Stephin Merritt, the Magnetic Fields
The radical factor about Tapestry is its refusal to be iconic. The authentic Shirelles model of Will You Love Me Tomorrow, arguably the very best track of the 60s, is so clearly a masterpiece that King’s personal model may by no means compete with it. Instead, she sings it slowly and plaintively, with no flattering reverb, making the reply to the title, heartbreakingly, “Probably not”. Ouch!
Lucy Dacus
When I listened to Tapestry from my mother’s CD assortment, I used to be younger sufficient that it didn’t register pretty much as good or dangerous – it simply outlined what music seemed like to me, and it’s nonetheless a basis of how I perceive songwriting. She’s intelligent within the great way – queen of inner rhyme – and I really like how her melodies reinforce the tone of the lyrics. She retains it easy, however that’s what makes it common.
I’ll be sincere that the track of hers I’ve heard probably the most is Where You Lead because the Gilmore Girls theme – the model she sings along with her daughter. How many hours have I spent sitting on the sofa with my mother harmonising to that track? It’s a practice we’ve carried on a couple of occasions throughout quarantine over the telephone.
I additionally acquired to see the Broadway present about her, which was great, and actually made me realise how particular and uncommon it’s to write one track that can keep on a life that’s greater and longer than any human may hope for. And Carole King wrote tons of them! I’ll always remember watching her tribute on the Kennedy Center in 2015 on TV, when Aretha Franklin sang Natural Woman and he or she stood up from her seat of honour and sang alongside, arms within the air. I seemed up the video to remind myself of it and had a superb little ugly cry. I like to recommend it.

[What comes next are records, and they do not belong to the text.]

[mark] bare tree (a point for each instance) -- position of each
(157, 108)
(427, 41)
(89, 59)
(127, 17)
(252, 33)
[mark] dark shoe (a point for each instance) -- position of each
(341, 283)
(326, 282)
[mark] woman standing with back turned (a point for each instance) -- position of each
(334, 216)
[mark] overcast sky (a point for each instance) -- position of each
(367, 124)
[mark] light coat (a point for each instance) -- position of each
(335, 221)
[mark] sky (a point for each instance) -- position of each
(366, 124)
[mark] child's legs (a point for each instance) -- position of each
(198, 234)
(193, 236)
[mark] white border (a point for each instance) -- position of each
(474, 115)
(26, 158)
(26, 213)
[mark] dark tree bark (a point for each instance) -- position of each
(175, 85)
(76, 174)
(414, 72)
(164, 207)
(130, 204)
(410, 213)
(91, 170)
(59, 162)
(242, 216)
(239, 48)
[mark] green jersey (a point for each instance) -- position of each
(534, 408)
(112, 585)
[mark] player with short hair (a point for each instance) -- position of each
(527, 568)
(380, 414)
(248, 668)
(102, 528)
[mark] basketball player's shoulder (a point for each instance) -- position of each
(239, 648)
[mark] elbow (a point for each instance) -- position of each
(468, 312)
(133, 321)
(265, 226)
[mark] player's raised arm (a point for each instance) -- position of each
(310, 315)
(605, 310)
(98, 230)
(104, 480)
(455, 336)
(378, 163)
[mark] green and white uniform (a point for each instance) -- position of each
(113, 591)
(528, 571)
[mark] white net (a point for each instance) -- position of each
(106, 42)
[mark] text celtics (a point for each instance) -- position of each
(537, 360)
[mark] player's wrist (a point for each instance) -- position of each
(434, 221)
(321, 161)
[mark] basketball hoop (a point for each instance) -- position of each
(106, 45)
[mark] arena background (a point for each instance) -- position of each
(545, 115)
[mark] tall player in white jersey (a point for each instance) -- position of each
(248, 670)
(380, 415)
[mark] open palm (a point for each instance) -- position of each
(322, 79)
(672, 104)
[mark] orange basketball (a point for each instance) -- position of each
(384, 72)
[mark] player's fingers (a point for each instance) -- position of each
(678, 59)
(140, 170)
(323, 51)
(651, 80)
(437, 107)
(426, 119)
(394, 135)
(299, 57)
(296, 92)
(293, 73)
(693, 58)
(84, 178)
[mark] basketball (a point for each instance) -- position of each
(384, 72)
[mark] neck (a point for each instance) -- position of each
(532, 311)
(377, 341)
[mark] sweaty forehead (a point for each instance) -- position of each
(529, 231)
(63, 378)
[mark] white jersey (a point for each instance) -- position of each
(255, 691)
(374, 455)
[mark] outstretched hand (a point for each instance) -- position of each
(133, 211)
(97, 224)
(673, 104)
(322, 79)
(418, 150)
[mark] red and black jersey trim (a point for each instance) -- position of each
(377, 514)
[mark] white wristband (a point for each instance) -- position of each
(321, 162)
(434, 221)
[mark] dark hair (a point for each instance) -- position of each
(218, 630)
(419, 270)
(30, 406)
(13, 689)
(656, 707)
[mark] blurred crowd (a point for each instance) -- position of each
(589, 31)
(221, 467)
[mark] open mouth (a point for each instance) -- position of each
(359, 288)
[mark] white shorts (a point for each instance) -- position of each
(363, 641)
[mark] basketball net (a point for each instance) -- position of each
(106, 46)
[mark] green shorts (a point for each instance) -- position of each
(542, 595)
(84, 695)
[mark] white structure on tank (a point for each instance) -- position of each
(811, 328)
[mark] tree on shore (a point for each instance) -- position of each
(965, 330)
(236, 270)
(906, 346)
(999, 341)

Merrill Garbus, Tune-Yards
Tapestry was slightly complicated to me after I first heard it as a full album, perhaps in my early 20s. I’d heard loads of these songs on oldies radio rising up. But why this down-to-earth, delicate tackle Natural Woman, on that track by James Taylor? And then that awakening: holy shit, Carole King wrote all these songs? A songwriter I’d recognized all my life, with out understanding her.
Tapestry is carried out and produced with out pretence. You can hear clearly the delicate twists and turns of the chord progressions, the nuanced decisions in concord. Those vocal harmonies on the finish of It’s Too Late and the bridge on Beautiful! Is it improper to pine for songs of such high quality? Songs allowed to shine by as they’re, unadorned and totally outstanding.
I even have to point out the cat on the duvet. It could sound trivial, however that was probably the most “me” I’d ever seen on a report cowl, and perhaps opened up the chance that an individual could possibly be humble and modest and human quite than superhuman, and be a triumphant musician.
Bethany Cosentino, Best Coast
It was a report my mother used to hear to quite a bit on the weekends when she may clear the home. I’d dance round the lounge “helping” her and singing alongside to I Feel the Earth Move – though I actually didn’t know the lyrics in any respect, I knew the melody and I knew I liked it. Listening to that album with my mother at all times made me really feel actually particular as a result of I may inform how a lot she liked it. To today, each time I hear to it, I vividly can keep in mind these Saturday mornings in the home I grew up in.
When I used to be developing with an idea for the album cowl of our newest report, Always Tomorrow, I used the duvet of Tapestry as an enormous reference level. I knew I wished it to be shot on movie, and I wished it to showcase a window in my residence on the time. Our remaining album cowl modified over time, however the photograph on the again is a bit of a homage to Tapestry. I’ve at all times been actually drawn to that album cowl. It is so easy, but it says a lot. And it truthfully appears the best way the album feels: cool, relaxed, cosy and considerably darkish.